The Council has hosted a visit to the Rhondda Tunnel where representatives from Rhondda Cynon Taf, Neath Port Talbot, Welsh Government, Transport for Wales and Sustrans were granted underground access.
On February 15, senior representatives from the organisations met at Neath Port Talbot’s end of the Rhondda Tunnel. All parties are currently investigating a potential future project to re-open the tunnel as a tourism route from Blaencwm to Blaengwynfi, with support from the Rhondda Tunnel Society.
During June 2018, Rhondda Cynon Taf’s Councillors voted in favour of a Notice of Motion asking the Council to support the re-opening of the tunnel. The current investigation phase is likely to be ongoing for the next year, which will allow costs and maintenance for the potential project to be calculated.
If the project goes ahead, the former railway tunnel would be turned into a public asset to support tourism and the wider economy. It would provide the longest cycle tunnel in Europe and the second longest in the world – ensuring the potential for the site to become a major visitor attraction for Wales.
Friday’s site visit was attended by Rhondda Cynon Taf Council Leader, Councillor Andrew Morgan, and Cabinet Member for Environment, Leisure and Heritage Services, Councillor Ann Crimmings.
Welsh Government’s Tourism Director Jason Thomas, Transport for Wales’ active travel lead Matthew Gilbert, Sustrans’ area manager Gwyn Smith and Neath Port Talbot Councillor Annette Wingrave were also in attendance.
Councillor Andrew Morgan, Leader of Rhondda Cynon Taf Council, said: “The Council was delighted to welcome a number of senior representatives from interested organisations to the Rhondda Tunnel, as we continue to investigate the potential re-opening of the old railway line as a walking and cycling route – backed by the enthusiastic and hard-working volunteers from the Rhondda Tunnel Society.

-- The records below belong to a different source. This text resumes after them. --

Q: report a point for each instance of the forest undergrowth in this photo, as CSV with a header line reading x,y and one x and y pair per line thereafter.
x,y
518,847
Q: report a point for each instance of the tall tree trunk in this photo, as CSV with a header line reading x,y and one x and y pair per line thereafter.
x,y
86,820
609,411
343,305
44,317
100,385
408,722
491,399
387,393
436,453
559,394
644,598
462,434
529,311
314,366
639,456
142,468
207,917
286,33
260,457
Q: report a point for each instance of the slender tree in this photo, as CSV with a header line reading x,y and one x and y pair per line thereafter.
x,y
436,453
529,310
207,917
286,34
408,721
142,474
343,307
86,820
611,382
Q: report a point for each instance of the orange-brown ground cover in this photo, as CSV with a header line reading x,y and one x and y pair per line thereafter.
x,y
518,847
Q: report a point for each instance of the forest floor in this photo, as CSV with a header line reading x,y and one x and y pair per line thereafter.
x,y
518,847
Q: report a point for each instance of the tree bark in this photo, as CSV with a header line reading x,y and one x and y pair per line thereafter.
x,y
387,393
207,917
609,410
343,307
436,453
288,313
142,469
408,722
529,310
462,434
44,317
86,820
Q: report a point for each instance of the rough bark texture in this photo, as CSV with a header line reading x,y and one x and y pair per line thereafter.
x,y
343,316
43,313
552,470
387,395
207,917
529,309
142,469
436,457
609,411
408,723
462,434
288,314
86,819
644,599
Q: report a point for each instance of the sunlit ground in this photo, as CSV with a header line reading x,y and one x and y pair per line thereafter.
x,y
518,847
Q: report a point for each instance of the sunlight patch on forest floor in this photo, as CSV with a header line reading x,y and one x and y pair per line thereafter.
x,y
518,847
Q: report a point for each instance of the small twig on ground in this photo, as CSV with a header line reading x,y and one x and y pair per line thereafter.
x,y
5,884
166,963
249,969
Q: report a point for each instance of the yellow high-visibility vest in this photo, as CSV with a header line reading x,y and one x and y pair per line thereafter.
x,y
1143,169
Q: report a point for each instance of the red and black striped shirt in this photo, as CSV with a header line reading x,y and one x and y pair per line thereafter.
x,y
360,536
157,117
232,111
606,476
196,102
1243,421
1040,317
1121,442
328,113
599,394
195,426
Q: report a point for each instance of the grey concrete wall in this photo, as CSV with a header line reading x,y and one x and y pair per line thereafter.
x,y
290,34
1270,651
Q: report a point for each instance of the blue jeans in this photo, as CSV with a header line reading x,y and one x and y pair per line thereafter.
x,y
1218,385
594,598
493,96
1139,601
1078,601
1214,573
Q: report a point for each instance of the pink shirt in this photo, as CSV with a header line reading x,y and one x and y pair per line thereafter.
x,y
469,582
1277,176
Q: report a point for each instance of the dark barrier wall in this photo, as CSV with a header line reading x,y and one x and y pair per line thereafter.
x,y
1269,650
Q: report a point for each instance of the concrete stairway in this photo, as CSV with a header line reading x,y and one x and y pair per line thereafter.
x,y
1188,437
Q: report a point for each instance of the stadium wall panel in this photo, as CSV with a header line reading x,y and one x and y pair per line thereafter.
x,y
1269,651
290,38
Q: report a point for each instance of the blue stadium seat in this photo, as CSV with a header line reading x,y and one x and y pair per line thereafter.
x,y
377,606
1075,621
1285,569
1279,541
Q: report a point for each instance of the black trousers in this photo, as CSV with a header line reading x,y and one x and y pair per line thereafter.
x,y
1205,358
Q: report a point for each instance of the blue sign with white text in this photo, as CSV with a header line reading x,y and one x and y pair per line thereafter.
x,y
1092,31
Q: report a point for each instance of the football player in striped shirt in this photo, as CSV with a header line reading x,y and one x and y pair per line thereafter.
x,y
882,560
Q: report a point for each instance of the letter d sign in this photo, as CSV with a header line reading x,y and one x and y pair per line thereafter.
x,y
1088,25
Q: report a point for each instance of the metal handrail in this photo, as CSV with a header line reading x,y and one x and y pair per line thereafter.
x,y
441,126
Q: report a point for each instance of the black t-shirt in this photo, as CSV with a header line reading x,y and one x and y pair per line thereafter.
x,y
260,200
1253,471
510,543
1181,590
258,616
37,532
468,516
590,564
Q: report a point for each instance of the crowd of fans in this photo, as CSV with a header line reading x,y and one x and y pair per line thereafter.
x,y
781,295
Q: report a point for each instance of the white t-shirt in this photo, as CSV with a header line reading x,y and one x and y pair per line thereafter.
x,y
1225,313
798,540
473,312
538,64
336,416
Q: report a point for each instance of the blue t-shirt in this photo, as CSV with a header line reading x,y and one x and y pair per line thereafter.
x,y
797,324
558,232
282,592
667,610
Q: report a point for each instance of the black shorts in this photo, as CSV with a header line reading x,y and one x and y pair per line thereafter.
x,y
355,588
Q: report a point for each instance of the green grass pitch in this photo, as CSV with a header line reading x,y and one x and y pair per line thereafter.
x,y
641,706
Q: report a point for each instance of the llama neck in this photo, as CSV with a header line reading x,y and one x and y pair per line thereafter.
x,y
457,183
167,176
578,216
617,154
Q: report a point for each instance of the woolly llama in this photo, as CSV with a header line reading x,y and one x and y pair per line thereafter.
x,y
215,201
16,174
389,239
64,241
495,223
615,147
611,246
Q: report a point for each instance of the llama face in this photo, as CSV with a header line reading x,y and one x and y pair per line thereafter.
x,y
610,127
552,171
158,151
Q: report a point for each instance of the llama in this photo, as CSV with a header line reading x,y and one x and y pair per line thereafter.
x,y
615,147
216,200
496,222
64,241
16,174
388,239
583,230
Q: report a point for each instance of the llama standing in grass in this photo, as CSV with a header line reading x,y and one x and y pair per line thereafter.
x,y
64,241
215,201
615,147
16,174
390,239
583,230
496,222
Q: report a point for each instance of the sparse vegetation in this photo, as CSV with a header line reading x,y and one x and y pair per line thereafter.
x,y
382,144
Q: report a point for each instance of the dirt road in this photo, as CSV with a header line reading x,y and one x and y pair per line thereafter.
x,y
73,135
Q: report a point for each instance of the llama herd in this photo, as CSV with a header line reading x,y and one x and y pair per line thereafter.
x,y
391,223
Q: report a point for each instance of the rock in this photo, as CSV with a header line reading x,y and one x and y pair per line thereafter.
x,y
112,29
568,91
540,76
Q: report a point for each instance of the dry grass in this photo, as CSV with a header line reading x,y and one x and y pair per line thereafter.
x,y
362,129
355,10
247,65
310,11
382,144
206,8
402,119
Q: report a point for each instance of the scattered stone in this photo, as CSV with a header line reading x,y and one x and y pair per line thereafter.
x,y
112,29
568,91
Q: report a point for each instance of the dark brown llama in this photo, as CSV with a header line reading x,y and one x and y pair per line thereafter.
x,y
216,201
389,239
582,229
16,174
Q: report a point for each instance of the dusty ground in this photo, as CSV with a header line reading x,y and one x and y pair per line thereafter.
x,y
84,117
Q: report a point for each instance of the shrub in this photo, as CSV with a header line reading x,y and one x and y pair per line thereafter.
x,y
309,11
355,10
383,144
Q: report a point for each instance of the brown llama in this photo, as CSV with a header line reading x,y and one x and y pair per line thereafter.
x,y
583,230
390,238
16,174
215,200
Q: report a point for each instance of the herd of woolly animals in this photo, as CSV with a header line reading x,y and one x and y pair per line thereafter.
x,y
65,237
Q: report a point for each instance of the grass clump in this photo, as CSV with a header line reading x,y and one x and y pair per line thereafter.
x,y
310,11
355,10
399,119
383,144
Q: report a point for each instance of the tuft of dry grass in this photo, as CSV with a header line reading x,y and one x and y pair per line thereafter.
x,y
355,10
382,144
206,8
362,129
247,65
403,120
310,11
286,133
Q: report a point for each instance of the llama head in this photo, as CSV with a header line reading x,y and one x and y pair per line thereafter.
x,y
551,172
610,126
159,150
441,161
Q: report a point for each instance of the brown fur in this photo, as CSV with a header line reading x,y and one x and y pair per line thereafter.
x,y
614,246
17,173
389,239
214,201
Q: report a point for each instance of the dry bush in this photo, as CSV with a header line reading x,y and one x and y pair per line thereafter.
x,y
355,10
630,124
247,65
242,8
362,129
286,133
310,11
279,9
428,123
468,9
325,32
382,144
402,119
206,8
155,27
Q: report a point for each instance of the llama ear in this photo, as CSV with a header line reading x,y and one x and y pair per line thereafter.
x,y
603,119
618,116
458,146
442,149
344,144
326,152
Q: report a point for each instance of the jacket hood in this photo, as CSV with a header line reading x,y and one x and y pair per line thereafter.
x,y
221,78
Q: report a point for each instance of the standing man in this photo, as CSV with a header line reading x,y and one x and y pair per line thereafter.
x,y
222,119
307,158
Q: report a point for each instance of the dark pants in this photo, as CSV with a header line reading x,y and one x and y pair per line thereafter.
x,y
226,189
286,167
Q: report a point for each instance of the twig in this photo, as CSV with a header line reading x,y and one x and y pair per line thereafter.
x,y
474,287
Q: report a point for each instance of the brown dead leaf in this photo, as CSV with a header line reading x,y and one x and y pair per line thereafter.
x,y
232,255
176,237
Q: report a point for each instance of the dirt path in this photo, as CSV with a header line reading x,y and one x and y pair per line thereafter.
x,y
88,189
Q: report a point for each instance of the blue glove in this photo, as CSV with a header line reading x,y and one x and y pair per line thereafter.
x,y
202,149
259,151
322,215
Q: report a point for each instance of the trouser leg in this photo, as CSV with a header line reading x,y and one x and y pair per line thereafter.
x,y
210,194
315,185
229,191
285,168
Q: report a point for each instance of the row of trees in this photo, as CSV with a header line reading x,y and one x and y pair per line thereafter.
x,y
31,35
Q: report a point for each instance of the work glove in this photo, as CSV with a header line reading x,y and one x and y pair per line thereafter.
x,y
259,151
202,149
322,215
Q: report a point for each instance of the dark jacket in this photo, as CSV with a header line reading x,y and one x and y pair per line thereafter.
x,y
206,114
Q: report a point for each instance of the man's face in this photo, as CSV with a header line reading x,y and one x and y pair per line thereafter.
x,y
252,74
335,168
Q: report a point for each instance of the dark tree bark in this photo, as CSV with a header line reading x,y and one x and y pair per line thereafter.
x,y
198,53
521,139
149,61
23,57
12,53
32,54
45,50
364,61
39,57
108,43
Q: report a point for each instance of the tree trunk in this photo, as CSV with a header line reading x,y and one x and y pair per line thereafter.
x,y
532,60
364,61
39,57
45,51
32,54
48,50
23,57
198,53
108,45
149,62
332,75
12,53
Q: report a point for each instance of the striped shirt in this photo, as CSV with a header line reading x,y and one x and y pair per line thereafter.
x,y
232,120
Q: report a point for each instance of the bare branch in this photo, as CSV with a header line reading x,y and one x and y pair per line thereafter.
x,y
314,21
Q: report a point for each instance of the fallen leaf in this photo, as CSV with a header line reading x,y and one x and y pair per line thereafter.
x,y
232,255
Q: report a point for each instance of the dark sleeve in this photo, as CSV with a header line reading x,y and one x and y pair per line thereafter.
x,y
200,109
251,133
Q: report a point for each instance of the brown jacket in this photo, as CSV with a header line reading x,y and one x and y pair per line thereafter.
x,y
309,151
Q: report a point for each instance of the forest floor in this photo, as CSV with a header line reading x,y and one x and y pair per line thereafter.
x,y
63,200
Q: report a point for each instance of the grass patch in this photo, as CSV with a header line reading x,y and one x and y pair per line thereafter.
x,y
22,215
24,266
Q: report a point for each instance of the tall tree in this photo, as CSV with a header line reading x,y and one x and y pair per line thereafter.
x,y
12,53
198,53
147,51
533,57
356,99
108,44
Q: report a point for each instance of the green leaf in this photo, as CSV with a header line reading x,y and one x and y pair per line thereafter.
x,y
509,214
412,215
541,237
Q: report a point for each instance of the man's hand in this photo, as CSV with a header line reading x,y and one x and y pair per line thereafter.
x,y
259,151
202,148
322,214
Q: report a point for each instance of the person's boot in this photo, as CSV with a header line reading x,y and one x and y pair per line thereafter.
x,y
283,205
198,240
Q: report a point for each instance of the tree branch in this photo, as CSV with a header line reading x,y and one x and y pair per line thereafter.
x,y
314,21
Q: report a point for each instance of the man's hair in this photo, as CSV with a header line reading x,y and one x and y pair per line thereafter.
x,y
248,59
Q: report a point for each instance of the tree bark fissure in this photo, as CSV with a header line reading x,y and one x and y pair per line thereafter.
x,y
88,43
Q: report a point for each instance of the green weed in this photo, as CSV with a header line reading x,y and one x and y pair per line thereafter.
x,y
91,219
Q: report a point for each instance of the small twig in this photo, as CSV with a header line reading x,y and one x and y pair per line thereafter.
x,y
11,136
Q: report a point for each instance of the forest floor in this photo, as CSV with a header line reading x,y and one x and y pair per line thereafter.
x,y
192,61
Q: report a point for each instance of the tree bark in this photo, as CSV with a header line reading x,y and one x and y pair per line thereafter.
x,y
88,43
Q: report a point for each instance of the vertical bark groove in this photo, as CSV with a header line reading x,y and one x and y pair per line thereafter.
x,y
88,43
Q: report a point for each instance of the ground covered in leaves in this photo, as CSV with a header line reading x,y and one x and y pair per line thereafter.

“We know that this project carries a huge amount of public support and affection – and it also has a huge potential as a tourism project not only for the local area, but for Wales. This potential was reflected in Full Council’s agreement last summer that the Council formally supports to the project.
“The Council understands there is a real opportunity to deliver a project which could produce a national tourism offer with huge economic benefits for Rhondda Cynon Taf and Neath Port Talbot. Our ongoing investigations are required to better understand the business plan necessary to support the scheme – and Friday’s site visit was very encouraging to see the support from partner organisations in investigating the possibility of making this a reality.”
Councillor Ann Crimmings, Rhondda Cynon Taf Council’s Cabinet Member for Environment, Leisure and Heritage Services, said: “The site visit organised by the Council was a fantastic opportunity for all parties to see inside the Rhondda Tunnel for the first time. Being inside the tunnel gives an incredible sense of the potential of this project, and the experience allowed the group to really visualise how it could be converted into a public route.
“Tourism is a major aspect of the Welsh Government’s economic strategy for Wales, and promoting the wonderful visitor offer in our County Borough is also a priority for the Council. The Rhondda Tunnel has the potential to become another jewel in the crown of our area which could attract visitors from far and wide – which it is why it is so important to continue to pursue this opportunity.”